The access to stocks with a weighted voting rights structure – which is only allowed in mainland China on the new and small Star tech board – will give onshore investors the chance to share in the success of China’s fastest-growing internet companies, which had mostly chosen to list in New York over the past decade before Hong Kong gave the green light to dual-class shares in a major listing reform in April 2018.

The step by China to allow southbound trading of dual-class shares could entice some US-listed Chinese tech companies – like Alibaba Group, the owner of the South China Morning Post – to either delist and move to the Hong Kong exchange or have a secondary offering there, said Industrial Securities analysts led by Zhang Yidong.

The move comes as interest in China’s Star market has gone from frenzied to tepid, with trading volumes plunging and gains narrowing.

Part of the appeal of the new board was the relaxation of curbs in the main markets aimed at restraining huge price swings, including caps on how much a stock can go up or down in a day. In Hong Kong, there are no such curbs, underscoring an additional reason for interest in Xiaomi and Meituan.

Shares of Xiaomi, which occupies a 14 per cent market share in terms of smartphone in China, have been bleeding since its initial public offering in July 2018. Investors questioned its valuation level as they increasingly see it as a hardware producer, instead of an internet service provider as it claims to be.

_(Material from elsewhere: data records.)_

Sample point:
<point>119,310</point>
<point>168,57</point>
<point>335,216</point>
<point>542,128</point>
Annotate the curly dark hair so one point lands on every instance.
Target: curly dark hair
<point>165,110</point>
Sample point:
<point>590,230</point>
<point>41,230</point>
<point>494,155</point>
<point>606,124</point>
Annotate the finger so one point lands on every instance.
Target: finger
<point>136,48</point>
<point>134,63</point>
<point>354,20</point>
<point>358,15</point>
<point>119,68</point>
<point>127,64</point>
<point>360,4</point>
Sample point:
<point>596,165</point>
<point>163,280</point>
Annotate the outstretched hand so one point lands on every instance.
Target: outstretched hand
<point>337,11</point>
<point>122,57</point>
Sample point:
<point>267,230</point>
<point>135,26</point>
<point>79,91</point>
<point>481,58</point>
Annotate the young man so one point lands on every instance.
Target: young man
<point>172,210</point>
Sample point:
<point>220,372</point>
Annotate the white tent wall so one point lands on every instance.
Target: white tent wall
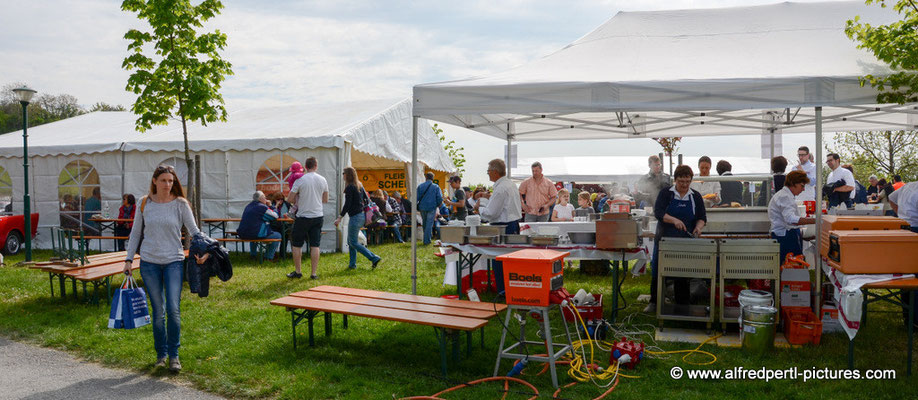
<point>44,176</point>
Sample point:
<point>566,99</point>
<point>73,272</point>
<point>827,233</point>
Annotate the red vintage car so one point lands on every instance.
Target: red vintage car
<point>11,231</point>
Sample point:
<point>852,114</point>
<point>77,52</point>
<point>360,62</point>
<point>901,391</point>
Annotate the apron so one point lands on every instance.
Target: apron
<point>683,211</point>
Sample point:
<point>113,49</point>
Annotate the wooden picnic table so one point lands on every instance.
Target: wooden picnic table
<point>448,317</point>
<point>220,224</point>
<point>895,287</point>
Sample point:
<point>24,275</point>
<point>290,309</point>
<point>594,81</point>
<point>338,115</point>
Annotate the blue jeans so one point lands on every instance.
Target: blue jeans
<point>272,247</point>
<point>159,279</point>
<point>353,228</point>
<point>428,216</point>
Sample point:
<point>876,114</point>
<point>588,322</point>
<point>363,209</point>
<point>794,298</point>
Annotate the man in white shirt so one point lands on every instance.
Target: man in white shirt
<point>309,193</point>
<point>805,165</point>
<point>503,208</point>
<point>904,202</point>
<point>710,191</point>
<point>843,194</point>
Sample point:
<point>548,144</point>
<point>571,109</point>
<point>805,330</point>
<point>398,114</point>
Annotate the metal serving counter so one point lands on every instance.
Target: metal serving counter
<point>744,221</point>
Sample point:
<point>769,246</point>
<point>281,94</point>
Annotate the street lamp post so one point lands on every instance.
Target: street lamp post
<point>25,96</point>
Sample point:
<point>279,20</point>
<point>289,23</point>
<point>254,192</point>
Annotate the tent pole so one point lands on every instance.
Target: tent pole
<point>414,205</point>
<point>509,148</point>
<point>817,303</point>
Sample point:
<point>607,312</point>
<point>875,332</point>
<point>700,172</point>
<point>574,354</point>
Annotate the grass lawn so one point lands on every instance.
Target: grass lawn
<point>237,345</point>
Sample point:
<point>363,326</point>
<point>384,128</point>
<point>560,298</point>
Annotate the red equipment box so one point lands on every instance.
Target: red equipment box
<point>801,325</point>
<point>587,312</point>
<point>530,275</point>
<point>479,281</point>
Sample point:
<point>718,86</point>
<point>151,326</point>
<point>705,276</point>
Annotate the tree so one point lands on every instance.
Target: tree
<point>42,109</point>
<point>185,78</point>
<point>102,106</point>
<point>879,153</point>
<point>670,145</point>
<point>895,44</point>
<point>455,152</point>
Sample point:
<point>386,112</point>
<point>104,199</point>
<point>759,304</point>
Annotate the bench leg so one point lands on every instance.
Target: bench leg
<point>911,329</point>
<point>296,318</point>
<point>454,335</point>
<point>441,340</point>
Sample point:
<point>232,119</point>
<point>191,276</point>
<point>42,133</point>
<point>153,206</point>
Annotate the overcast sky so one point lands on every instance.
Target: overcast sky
<point>286,51</point>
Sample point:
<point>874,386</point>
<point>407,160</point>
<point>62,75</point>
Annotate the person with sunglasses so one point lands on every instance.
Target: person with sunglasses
<point>807,166</point>
<point>785,216</point>
<point>156,235</point>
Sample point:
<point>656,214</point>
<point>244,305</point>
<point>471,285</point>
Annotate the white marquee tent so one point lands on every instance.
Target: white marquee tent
<point>366,135</point>
<point>606,169</point>
<point>785,67</point>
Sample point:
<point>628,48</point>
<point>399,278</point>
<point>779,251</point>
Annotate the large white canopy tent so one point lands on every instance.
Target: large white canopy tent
<point>622,169</point>
<point>366,134</point>
<point>785,67</point>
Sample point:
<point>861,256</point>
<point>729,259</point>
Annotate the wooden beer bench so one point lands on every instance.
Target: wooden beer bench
<point>97,271</point>
<point>448,317</point>
<point>894,288</point>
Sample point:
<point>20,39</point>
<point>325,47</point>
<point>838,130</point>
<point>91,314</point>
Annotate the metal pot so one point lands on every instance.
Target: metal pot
<point>582,237</point>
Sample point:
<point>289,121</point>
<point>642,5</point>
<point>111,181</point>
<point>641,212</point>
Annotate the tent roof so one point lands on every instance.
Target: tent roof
<point>605,169</point>
<point>736,70</point>
<point>381,128</point>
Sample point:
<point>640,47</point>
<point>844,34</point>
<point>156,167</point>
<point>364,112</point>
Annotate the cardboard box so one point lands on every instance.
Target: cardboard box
<point>829,318</point>
<point>795,287</point>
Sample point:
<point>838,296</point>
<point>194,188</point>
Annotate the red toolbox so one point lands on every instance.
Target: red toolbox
<point>479,281</point>
<point>587,312</point>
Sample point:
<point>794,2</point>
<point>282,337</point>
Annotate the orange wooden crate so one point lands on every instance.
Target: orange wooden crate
<point>855,223</point>
<point>874,252</point>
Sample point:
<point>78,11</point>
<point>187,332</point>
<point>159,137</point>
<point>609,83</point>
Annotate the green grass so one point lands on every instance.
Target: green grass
<point>237,345</point>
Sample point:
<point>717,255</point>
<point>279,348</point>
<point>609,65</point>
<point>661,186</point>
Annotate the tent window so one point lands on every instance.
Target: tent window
<point>79,195</point>
<point>6,192</point>
<point>273,174</point>
<point>181,169</point>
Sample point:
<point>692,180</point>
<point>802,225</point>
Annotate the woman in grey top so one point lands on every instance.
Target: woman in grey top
<point>157,237</point>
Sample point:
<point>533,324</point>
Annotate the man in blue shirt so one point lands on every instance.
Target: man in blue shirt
<point>255,224</point>
<point>429,198</point>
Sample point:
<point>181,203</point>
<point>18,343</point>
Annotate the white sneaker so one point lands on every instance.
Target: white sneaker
<point>175,365</point>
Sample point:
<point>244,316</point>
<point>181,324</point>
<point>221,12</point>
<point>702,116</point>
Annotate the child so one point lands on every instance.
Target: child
<point>295,172</point>
<point>564,211</point>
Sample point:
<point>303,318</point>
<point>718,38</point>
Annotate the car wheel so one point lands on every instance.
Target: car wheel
<point>13,243</point>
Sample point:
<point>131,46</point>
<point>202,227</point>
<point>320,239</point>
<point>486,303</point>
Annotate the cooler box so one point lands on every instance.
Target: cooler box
<point>874,252</point>
<point>855,223</point>
<point>530,275</point>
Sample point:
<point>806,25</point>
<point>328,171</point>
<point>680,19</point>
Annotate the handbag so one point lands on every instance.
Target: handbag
<point>135,312</point>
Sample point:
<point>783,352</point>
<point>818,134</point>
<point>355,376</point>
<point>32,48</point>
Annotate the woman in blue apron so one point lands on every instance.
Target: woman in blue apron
<point>784,216</point>
<point>680,212</point>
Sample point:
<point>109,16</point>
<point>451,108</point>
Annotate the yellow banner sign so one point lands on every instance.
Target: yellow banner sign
<point>393,180</point>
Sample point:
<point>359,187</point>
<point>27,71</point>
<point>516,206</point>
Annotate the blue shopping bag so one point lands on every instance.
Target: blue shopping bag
<point>134,306</point>
<point>116,315</point>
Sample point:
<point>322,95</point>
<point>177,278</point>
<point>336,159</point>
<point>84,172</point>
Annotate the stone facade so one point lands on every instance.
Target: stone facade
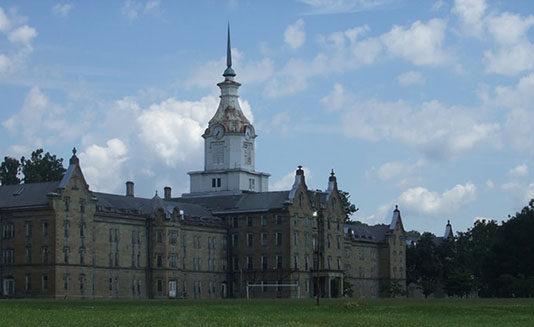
<point>63,240</point>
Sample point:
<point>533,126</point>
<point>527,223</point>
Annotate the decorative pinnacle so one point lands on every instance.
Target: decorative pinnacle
<point>229,72</point>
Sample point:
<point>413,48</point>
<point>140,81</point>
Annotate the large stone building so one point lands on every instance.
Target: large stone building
<point>63,240</point>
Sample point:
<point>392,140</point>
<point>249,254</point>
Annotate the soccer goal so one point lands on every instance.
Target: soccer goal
<point>262,286</point>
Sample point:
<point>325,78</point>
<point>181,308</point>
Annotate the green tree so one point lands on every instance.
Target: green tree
<point>9,170</point>
<point>42,168</point>
<point>347,206</point>
<point>423,264</point>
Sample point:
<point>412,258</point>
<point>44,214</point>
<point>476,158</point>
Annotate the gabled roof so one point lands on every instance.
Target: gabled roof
<point>24,195</point>
<point>245,202</point>
<point>362,232</point>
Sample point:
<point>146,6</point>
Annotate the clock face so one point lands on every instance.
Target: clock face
<point>218,131</point>
<point>249,132</point>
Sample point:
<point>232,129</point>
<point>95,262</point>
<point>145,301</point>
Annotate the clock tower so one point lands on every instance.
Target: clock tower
<point>229,146</point>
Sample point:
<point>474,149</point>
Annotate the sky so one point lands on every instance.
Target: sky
<point>424,104</point>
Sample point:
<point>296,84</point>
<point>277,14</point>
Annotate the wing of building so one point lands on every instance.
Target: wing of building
<point>64,240</point>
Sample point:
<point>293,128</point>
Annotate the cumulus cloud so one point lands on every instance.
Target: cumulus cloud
<point>285,182</point>
<point>102,165</point>
<point>248,72</point>
<point>19,46</point>
<point>425,202</point>
<point>41,121</point>
<point>294,35</point>
<point>471,15</point>
<point>421,43</point>
<point>135,9</point>
<point>23,35</point>
<point>396,170</point>
<point>436,130</point>
<point>519,171</point>
<point>411,78</point>
<point>62,9</point>
<point>325,7</point>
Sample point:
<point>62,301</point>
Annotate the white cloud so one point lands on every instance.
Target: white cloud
<point>395,170</point>
<point>294,35</point>
<point>102,165</point>
<point>337,98</point>
<point>4,21</point>
<point>325,7</point>
<point>471,14</point>
<point>434,129</point>
<point>519,171</point>
<point>23,35</point>
<point>248,72</point>
<point>286,182</point>
<point>135,9</point>
<point>62,9</point>
<point>40,121</point>
<point>411,78</point>
<point>421,43</point>
<point>425,202</point>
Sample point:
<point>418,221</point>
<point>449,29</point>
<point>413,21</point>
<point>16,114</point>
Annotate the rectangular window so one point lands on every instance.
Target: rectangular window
<point>44,282</point>
<point>82,205</point>
<point>278,262</point>
<point>28,229</point>
<point>44,255</point>
<point>45,229</point>
<point>28,283</point>
<point>66,201</point>
<point>278,219</point>
<point>235,240</point>
<point>278,239</point>
<point>28,254</point>
<point>264,263</point>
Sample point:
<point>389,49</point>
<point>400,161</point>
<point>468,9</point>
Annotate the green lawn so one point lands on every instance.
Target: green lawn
<point>384,312</point>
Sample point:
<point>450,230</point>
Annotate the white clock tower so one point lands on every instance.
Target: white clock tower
<point>229,158</point>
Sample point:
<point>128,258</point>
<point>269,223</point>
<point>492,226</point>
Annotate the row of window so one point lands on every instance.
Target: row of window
<point>264,239</point>
<point>8,255</point>
<point>250,220</point>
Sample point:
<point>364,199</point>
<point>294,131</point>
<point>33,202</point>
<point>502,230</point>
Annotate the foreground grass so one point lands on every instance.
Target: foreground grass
<point>384,312</point>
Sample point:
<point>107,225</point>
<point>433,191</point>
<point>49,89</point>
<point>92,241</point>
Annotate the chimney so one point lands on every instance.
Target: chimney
<point>167,192</point>
<point>129,188</point>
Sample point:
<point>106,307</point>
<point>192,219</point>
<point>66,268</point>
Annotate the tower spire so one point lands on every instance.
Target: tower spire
<point>229,72</point>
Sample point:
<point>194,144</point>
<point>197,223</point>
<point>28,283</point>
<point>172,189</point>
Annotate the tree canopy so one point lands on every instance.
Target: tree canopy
<point>38,168</point>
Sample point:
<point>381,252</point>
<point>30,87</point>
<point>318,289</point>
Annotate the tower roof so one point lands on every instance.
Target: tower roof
<point>228,72</point>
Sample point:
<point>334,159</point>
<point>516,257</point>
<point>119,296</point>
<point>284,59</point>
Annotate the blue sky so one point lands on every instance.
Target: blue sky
<point>425,104</point>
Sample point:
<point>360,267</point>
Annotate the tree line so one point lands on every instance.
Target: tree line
<point>39,167</point>
<point>490,259</point>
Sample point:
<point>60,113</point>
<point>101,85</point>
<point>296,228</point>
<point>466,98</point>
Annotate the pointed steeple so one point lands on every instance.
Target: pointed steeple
<point>448,230</point>
<point>229,72</point>
<point>396,219</point>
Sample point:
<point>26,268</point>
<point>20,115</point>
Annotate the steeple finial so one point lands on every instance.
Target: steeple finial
<point>229,72</point>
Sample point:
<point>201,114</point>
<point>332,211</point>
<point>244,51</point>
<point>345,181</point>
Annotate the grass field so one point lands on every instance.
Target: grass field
<point>385,312</point>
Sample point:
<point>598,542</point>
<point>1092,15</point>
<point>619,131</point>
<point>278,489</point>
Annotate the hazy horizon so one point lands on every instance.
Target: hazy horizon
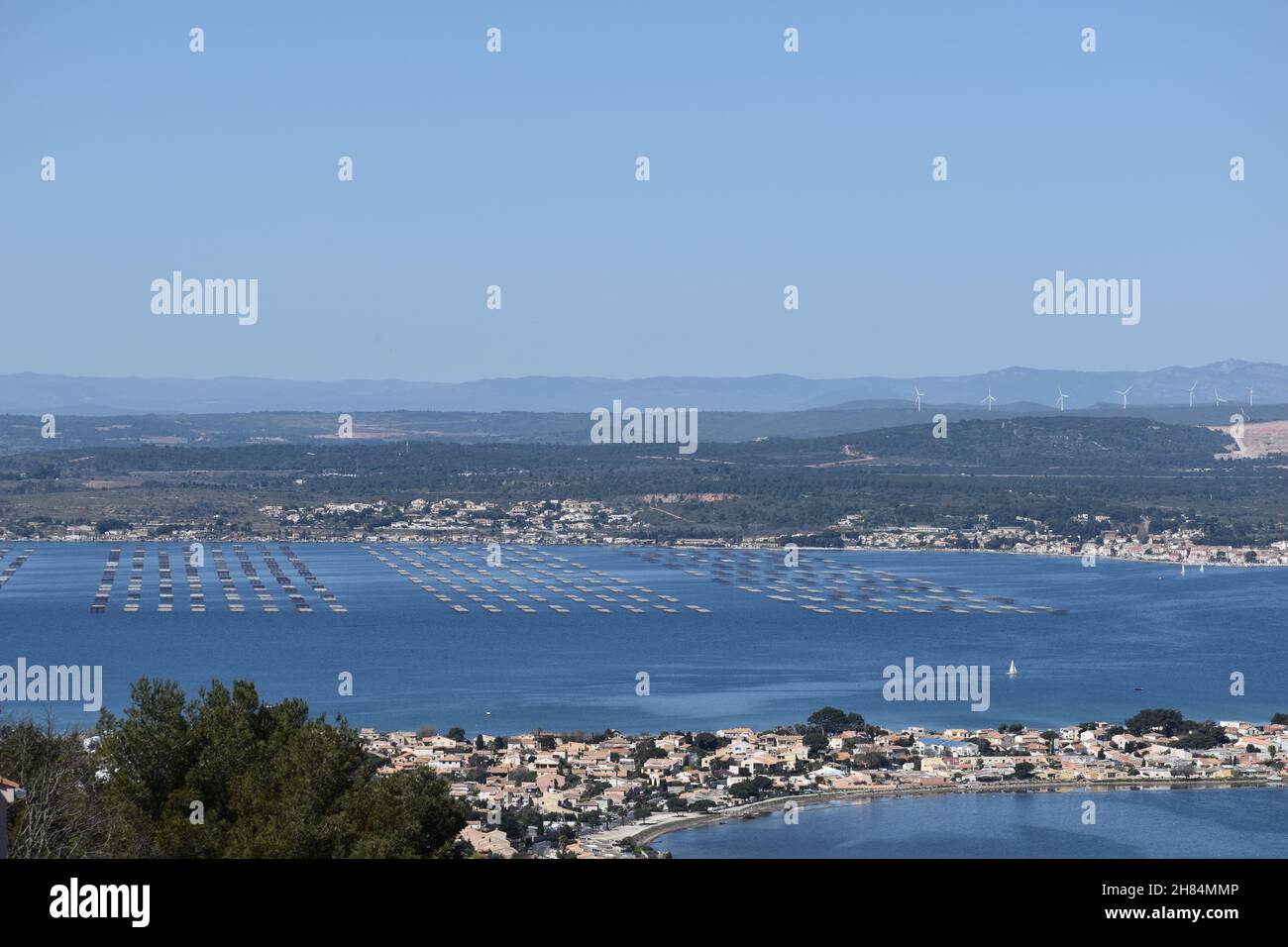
<point>516,169</point>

Meanwhile, China’s smartphone market – the world’s largest – is also slowing down after years of breakneck growth.

The result is that Xiaomi is now trading at a trough valuation of 16.6 times forward price-to-earnings (PE) ratio.

“The current PE ratio has fully reflected the market’s negative expectations for Xiaomi,” Citic Securities analysts led by Xu Yingbo wrote in a report published on October 21.

The valuation level could improve, considering electronics producers enjoy a 30 times PE ratio on average in the A-share market, and 23 times in Hong Kong, they wrote.

Meituan Dianping, on the other hand, is not cheap by valuation level but offers a rare steady growth prospect, Li said.

While the two stocks are expected to draw big interest from mainland investors at least initially, he cautioned that enthusiasm may fade over time as more companies with dual-class shares go public in the city.

“As investors have more options for buying, the share price will stabilise and fall back a bit,” he said.